Jarrar has been forced to mourn alone at Damon Prison. I’m sure that Bar-Lev thinks it’s inhumane. I have no doubt that he also understands the magnitude of the absurdity that in two months she’ll be released anyway.
Prison regulations actually let the minister give prison furloughs, but the authority has been delegated to the prison commissioner. The terms were specially designed for apartheid: There is almost no way to grant a Palestinian prisoner a furlough.
But Dan Yakir, the legal adviser to the Association for Civil Rights in Israel, says that if asked, the local military commander could have commuted Jarrar’s sentence and had her immediately released. For that, Bar-Lev would have had to do more than lift a finger, he would have had to take the initiative, and apparently that’s too much for him.
If Bar-Lev has a viewpoint and values, he at least should have said something about the rules that don’t permit the release of a mother mourning her daughter. This would have indicated to the prison service that we now have a minister with a different outlook. But Bar-Lev lifted a finger and said nothing.
When reading Bar-Lev’s op-ed in Hebrew, Haaretz reader Dr.
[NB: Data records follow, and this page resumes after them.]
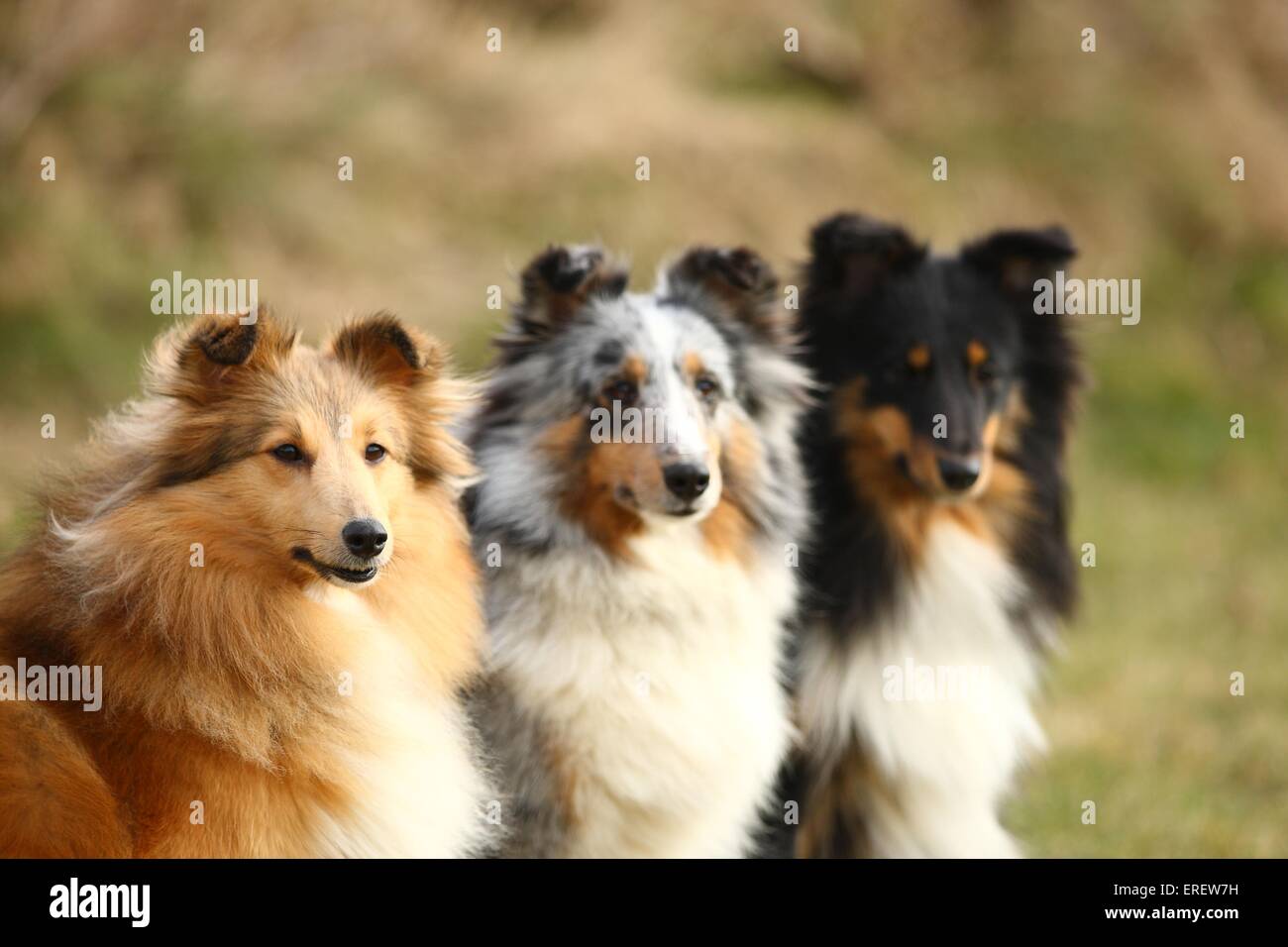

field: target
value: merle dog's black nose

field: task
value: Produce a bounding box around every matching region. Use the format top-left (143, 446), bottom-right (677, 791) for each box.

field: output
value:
top-left (939, 458), bottom-right (979, 491)
top-left (340, 519), bottom-right (389, 559)
top-left (662, 464), bottom-right (711, 500)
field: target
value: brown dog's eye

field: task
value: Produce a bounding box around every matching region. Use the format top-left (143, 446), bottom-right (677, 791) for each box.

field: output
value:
top-left (273, 445), bottom-right (304, 464)
top-left (604, 378), bottom-right (640, 404)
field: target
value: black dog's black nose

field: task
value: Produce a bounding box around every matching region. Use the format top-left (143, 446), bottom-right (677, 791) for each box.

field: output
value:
top-left (340, 519), bottom-right (389, 559)
top-left (662, 464), bottom-right (711, 500)
top-left (939, 458), bottom-right (979, 491)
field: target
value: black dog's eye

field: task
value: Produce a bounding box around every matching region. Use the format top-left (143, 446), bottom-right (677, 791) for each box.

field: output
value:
top-left (273, 445), bottom-right (304, 464)
top-left (604, 378), bottom-right (640, 404)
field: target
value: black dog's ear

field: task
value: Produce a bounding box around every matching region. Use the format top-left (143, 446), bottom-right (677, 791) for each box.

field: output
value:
top-left (666, 246), bottom-right (794, 346)
top-left (808, 214), bottom-right (926, 294)
top-left (962, 227), bottom-right (1078, 295)
top-left (514, 246), bottom-right (630, 342)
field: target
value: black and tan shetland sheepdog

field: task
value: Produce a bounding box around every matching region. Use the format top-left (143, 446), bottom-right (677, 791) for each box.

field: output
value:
top-left (471, 248), bottom-right (806, 857)
top-left (793, 214), bottom-right (1079, 857)
top-left (0, 312), bottom-right (488, 857)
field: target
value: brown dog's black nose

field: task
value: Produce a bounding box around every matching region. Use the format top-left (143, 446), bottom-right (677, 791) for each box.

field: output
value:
top-left (662, 464), bottom-right (711, 500)
top-left (340, 519), bottom-right (389, 559)
top-left (939, 458), bottom-right (979, 492)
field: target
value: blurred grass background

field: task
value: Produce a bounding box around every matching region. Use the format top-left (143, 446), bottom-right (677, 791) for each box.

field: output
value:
top-left (0, 0), bottom-right (1288, 857)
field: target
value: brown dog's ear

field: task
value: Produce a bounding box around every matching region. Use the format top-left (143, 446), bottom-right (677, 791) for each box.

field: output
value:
top-left (497, 246), bottom-right (630, 360)
top-left (808, 213), bottom-right (926, 295)
top-left (330, 312), bottom-right (445, 386)
top-left (666, 246), bottom-right (795, 346)
top-left (962, 227), bottom-right (1078, 295)
top-left (151, 307), bottom-right (296, 403)
top-left (329, 312), bottom-right (474, 488)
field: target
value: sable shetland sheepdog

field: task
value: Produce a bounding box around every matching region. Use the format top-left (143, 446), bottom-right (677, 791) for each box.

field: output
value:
top-left (471, 241), bottom-right (806, 857)
top-left (796, 214), bottom-right (1079, 857)
top-left (0, 313), bottom-right (485, 857)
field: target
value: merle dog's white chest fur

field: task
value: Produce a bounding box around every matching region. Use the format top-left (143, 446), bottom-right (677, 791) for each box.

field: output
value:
top-left (492, 523), bottom-right (794, 857)
top-left (802, 524), bottom-right (1043, 857)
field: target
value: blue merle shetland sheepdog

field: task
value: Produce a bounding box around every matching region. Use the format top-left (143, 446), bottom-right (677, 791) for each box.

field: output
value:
top-left (796, 214), bottom-right (1079, 857)
top-left (471, 241), bottom-right (806, 857)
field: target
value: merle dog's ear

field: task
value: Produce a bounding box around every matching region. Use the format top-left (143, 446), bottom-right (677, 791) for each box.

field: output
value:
top-left (808, 214), bottom-right (926, 294)
top-left (962, 227), bottom-right (1078, 295)
top-left (330, 312), bottom-right (445, 385)
top-left (665, 246), bottom-right (795, 346)
top-left (514, 246), bottom-right (630, 342)
top-left (150, 307), bottom-right (296, 403)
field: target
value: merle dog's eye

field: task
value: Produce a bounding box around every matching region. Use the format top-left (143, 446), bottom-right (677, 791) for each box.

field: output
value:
top-left (604, 378), bottom-right (640, 404)
top-left (273, 445), bottom-right (304, 464)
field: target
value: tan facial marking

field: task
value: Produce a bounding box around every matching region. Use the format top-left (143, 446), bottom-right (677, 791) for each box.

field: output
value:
top-left (622, 355), bottom-right (648, 385)
top-left (542, 415), bottom-right (644, 559)
top-left (832, 378), bottom-right (1030, 561)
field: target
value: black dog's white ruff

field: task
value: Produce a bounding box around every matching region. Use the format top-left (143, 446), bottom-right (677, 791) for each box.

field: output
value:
top-left (785, 214), bottom-right (1079, 857)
Ilan Gal was reminded of Hanoch Levin’s children’s book “Uncle Max’s Journey.” Max looks for the people responsible for evil in the world and is sent from a bureaucrat to the emperor and from the emperor to a dragon – and each blames the other.
“All of us are performing at the circus this evening / The king is a clown, the moon is a flashlight / The crying isn’t crying, and the pain isn’t pain / So laugh out loud – and don’t take it to heart.”
But how can you not laugh or take it to heart?